Mengenal Empat Tingkatan Manusia
HIDAYATUNA.COM, Yogyakarta – Allah Swt menciptakan manusia pada dasarnya memiliki kesamaan yakni sama-sama diberi akal dan nafsu.
Allah tidak membeda-bedakan manusia berdasarkan kaya maupun miskin, rupawan maupun tidak, semuanya sama. Mengapa demikian?
Karena Allah Swt menciptakan manusia dari sumber yang sama, yakni laki-laki dan perempuan, hanya satu yang membedakannya, yakni ketakwaannya.
Hal ini termaktub dalam Q.S. Al-Hujurat ayat 13:
يٰٓاَيُّهَا النَّاسُ اِنَّا خَلَقْنٰكُمْ مِّنْ ذَكَرٍ وَّاُنْثٰى وَجَعَلْنٰكُمْ شُعُوْبًا وَّقَبَاۤىِٕلَ لِتَعَارَفُوْا ۚ اِنَّ اَكْرَمَكُمْ عِنْدَ اللّٰهِ اَتْقٰىكُمْ ۗاِنَّ اللّٰهَ عَلِيْمٌ خَبِيْرٌ
Artinya:
“Wahai manusia, sesungguhnya kami telah menciptakan kamu dari seorang laki-laki dan perempuan,
Kemudian kami menjadikanmu bersuku-suku dan berbangsa-bangsa agar kamu saling mengenal.
Sesungguhnya yang paling mulia antara kamu di sisi Allah ialah orang yang paling bertaqwa.
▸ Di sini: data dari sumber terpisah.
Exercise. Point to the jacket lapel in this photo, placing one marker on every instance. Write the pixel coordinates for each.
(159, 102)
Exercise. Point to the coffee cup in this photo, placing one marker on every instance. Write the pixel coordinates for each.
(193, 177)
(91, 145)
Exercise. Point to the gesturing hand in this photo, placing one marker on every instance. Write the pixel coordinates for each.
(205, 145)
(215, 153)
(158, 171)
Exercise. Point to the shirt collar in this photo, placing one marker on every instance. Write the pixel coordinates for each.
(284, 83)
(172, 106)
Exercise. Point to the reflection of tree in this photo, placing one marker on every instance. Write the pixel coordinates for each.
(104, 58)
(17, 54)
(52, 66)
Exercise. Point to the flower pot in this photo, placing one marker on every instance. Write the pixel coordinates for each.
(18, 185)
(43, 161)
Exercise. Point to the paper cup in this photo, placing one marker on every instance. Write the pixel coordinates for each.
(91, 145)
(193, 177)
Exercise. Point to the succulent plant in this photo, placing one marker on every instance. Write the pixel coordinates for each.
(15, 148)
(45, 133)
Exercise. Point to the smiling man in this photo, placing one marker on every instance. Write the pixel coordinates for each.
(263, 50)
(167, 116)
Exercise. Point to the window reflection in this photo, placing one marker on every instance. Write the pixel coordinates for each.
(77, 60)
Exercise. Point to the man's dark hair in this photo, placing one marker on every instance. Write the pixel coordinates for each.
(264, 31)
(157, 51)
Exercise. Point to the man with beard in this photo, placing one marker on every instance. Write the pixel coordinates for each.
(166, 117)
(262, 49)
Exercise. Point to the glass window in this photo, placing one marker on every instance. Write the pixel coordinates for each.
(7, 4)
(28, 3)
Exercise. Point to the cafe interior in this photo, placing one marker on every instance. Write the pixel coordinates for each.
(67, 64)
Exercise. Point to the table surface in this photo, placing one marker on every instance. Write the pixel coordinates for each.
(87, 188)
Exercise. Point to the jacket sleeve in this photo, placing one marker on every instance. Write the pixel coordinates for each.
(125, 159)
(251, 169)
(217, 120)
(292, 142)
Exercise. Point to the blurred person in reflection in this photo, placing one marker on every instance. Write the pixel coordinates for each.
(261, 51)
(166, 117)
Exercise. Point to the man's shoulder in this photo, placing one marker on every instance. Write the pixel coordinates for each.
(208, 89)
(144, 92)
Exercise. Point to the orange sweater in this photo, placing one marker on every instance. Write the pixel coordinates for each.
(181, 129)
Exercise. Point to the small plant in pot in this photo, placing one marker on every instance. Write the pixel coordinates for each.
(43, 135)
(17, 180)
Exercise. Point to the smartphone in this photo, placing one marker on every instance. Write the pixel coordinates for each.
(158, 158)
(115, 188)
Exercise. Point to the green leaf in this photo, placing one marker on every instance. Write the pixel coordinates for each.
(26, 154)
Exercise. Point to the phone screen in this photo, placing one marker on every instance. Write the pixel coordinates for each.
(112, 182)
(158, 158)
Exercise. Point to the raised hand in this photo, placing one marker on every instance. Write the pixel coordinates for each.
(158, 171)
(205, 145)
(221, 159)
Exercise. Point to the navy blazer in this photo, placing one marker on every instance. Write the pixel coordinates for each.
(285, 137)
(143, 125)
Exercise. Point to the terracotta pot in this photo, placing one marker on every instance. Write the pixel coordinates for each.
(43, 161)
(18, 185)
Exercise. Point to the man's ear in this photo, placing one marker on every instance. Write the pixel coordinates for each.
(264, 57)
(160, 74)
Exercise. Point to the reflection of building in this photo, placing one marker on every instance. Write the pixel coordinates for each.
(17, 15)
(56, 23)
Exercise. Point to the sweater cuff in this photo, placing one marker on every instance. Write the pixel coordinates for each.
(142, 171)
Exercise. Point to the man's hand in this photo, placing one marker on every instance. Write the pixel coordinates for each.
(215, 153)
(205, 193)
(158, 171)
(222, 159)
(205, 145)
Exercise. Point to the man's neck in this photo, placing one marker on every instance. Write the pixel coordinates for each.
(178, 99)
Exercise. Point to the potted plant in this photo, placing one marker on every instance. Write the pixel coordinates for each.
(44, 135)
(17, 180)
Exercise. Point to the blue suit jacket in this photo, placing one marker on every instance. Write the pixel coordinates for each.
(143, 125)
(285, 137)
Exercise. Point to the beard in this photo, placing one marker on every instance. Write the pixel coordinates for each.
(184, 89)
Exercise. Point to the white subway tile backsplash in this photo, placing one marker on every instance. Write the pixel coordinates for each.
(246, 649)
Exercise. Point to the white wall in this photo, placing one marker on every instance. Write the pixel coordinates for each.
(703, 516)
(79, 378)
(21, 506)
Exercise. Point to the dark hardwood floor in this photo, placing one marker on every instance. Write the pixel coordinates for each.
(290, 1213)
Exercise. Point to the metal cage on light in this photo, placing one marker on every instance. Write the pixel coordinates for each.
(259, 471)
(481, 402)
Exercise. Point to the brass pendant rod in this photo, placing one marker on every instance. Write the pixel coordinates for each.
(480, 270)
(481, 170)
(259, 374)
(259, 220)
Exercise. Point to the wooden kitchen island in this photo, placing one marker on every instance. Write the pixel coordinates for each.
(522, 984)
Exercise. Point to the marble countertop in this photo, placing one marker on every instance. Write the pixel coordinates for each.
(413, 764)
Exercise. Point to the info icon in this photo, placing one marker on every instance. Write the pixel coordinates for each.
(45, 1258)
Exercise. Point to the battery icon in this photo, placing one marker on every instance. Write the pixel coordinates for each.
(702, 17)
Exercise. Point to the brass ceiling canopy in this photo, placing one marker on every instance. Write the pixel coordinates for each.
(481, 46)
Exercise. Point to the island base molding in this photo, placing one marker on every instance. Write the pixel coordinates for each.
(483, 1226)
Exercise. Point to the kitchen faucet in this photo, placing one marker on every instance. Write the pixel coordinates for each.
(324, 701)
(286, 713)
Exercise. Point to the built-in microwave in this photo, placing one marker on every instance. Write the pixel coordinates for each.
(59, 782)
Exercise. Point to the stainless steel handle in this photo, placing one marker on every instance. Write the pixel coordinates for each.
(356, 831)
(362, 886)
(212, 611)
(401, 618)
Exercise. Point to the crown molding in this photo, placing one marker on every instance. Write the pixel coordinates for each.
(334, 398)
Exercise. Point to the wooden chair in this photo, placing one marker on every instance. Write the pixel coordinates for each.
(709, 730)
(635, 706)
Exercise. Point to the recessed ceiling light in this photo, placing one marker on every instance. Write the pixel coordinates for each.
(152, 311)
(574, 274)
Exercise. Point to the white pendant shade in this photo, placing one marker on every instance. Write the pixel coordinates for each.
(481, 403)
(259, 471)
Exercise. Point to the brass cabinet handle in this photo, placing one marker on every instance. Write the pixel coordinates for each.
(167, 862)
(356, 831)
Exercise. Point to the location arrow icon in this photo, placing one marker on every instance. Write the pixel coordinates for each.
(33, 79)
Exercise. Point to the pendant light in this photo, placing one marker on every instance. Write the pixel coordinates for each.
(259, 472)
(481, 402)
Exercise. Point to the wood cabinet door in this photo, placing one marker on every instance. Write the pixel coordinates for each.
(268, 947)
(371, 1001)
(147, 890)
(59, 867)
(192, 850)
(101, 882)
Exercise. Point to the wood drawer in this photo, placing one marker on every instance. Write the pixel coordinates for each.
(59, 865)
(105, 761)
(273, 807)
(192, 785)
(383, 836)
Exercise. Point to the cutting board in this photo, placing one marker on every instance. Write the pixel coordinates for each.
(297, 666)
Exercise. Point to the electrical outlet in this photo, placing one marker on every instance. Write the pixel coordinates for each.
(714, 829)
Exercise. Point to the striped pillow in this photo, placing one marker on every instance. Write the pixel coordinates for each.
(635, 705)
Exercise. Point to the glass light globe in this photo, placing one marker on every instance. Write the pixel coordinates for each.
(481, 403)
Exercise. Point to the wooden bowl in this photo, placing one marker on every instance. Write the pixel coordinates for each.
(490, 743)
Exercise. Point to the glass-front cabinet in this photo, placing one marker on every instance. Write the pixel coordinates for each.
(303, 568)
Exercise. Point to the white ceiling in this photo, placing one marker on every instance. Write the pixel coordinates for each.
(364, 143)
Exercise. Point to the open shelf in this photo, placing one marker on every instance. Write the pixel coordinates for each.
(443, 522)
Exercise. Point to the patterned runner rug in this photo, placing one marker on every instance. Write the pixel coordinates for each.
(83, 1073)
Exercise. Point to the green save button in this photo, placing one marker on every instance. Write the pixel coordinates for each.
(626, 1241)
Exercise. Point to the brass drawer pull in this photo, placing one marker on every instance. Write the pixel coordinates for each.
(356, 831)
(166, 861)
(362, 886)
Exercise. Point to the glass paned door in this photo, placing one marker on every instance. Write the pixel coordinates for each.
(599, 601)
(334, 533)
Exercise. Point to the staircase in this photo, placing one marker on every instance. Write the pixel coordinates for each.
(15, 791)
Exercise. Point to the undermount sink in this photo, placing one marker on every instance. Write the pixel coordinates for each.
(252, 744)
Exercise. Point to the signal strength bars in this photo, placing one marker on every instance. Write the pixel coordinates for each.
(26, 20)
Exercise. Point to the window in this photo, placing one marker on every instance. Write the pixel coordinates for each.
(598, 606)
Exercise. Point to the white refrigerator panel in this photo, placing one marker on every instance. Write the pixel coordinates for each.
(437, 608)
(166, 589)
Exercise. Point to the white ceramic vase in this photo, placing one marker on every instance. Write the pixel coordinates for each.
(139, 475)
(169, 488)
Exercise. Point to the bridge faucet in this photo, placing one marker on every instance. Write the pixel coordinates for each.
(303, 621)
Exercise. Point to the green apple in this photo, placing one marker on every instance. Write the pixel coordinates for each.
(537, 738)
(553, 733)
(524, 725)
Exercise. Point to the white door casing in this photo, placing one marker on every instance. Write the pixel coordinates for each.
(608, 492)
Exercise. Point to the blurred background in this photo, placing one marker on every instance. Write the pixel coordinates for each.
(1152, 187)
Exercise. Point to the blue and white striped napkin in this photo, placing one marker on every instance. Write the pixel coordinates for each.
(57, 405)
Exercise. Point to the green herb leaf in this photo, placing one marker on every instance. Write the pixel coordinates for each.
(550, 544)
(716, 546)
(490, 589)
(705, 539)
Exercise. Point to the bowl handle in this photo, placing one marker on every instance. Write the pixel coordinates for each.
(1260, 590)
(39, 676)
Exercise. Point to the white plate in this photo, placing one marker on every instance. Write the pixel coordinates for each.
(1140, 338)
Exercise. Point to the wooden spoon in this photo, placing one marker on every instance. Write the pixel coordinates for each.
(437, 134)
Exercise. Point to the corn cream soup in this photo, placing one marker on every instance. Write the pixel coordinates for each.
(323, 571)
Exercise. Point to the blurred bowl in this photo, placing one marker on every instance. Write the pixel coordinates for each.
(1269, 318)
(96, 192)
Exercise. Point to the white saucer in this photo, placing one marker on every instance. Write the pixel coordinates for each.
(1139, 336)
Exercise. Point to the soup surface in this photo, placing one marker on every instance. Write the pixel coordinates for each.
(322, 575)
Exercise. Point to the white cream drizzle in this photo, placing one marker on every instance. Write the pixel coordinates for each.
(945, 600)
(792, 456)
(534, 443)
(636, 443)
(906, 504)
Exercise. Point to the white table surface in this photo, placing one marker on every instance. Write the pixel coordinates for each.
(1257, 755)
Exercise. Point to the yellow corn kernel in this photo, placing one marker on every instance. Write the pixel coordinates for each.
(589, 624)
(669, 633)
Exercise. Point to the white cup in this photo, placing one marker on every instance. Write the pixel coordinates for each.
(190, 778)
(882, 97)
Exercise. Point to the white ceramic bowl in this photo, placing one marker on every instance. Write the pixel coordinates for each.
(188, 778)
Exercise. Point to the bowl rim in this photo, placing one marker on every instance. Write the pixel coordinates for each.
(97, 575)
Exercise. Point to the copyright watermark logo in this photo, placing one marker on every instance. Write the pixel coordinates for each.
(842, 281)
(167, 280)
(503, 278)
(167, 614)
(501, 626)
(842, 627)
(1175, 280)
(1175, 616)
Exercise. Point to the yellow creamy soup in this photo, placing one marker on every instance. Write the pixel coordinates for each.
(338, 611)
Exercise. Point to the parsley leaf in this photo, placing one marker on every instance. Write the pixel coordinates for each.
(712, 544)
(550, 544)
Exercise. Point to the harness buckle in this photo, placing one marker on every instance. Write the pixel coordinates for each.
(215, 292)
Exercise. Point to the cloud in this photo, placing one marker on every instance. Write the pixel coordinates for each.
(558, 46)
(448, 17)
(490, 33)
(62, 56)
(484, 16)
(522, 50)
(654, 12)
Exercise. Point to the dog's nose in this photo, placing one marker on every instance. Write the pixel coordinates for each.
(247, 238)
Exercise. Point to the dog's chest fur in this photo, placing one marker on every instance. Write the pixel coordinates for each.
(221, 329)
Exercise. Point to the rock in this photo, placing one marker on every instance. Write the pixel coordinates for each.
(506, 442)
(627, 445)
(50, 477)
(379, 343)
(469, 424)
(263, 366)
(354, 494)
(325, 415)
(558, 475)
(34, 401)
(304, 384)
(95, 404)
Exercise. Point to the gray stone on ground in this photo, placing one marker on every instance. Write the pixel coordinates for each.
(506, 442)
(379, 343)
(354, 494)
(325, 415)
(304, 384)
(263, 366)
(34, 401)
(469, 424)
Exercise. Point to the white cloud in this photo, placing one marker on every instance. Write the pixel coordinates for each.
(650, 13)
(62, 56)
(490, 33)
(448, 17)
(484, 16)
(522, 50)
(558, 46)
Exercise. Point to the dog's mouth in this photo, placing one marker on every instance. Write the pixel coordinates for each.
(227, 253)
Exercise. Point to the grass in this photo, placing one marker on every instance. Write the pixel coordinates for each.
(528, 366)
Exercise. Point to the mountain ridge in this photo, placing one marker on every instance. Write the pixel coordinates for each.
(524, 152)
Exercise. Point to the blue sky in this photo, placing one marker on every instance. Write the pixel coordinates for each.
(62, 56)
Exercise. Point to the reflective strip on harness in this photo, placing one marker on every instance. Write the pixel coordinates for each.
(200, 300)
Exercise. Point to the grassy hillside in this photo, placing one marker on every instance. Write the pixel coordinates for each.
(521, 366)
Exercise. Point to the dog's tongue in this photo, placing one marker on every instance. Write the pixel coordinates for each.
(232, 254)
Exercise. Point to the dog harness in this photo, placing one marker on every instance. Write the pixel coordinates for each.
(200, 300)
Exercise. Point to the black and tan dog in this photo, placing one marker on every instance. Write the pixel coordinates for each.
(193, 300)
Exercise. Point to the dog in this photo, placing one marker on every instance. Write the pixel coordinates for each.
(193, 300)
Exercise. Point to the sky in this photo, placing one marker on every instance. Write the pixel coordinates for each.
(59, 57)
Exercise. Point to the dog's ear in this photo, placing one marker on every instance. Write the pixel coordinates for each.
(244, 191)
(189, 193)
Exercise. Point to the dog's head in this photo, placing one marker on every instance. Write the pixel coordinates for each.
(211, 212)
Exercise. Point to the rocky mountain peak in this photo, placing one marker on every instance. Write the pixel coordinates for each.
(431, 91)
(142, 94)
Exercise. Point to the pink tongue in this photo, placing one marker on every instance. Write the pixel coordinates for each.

Sungguh Allah maha mengetahui, maha teliti.” Q.S. Al-Hujurat ayat 13
Jika kita merenungkan ayat tersebut, maka kita akan memahami bahwa yang membedakan manusia di hadapan-Nya hanyalah tingkat ketakwaannya.
Lantas manusia dibagi menjadi berapa tingkatan?
Menurut Imam Kholil bin Ahmad manusia memiliki empat tingkatan.
Mari kita mengenal empat tingkatan manusia tersebut satu persatu.
Pertama, tingkatan ‘alim, yakni seseorang yang sudah memiliki tingkat pemahaman yang benar dan luas.
Mereka menyadari bahwa manusia memiliki sebuah kewajiban untuk mengamalkan ilmu-ilmunya.
Dari kesadaran itulah mereka aktif dalam beribadah, selalu berhati-hati dalam melangkah dan tidak mudah terpengaruh terhadap hal-hal buruk.
Namun, mereka sendiri pula yang wajib memberikan pengaruh baik terhadap lingkungan.
Kedua adalah tingkatan na’im. Kata naim berasal dari Bahasa Arab yang berarti seseorang yang tertidur.
Artinya orang yang berada pada tingkat na’im, ia berilmu namun, ia belum menyadari akan kewajiban-kewajibannya terhadap ilmu yang telah ia serap.
Dia masih disibukkan dengan kepentingan-kepentingan pribadi.
Manusia yang masih berada pada tingkat tersebut harus segera dibangunkan melalui motivasi dan sebagainya.
Ketiga, tingkatan mustarsyid, artinya pencari petunjuk, yakni seseorang yang menyadari akan kekurangannya dan ketidaktahuannya terhadap sesuatu.
Mereka tidak merasa malu untuk terus belajar dan bertanya terhadap hal yang tidak ia ketahui.
Manusia yang berada pada tingkat ini tidak pernah malu untuk menyadari kesalahannya.
Keempat adalah jahil, artinya bodoh. Manusia pada tingkatan ini adalah mereka yang bodoh dan tidak menyadari kebodohannya.
Mereka enggan untuk belajar dan ia selalu merasa dirinya pintar, mereka lebih suka dengan perdebatan yang tidak ada manfaatnya.
Bahkan yang paling parah ia tidak mau jika pendapatnya disalahkan.
Manusia pada tingkat ini tidak layak untuk diajak diskusi tentang ilmu, karena hanya akan mengakibatkan kebencian.
Dengan mengenal empat tingkatan manusia di atas, kita dapat memahami bahwa orang yang paling cerdas bukanlah ia yang paling pandai dalam hal materi.
Melainkan ia yang mau mengamalkan ilmu-ilmunya dan tidak enggan untuk mengatakan ‘aku tidak tahu.’
Sebaliknya orang yang terlihat pandai dalam hal materi, namun sejatinya ia jahil (bodoh) adalah ia yang enggan untuk mengamalkan ilmunya dan enggan untuk belajar.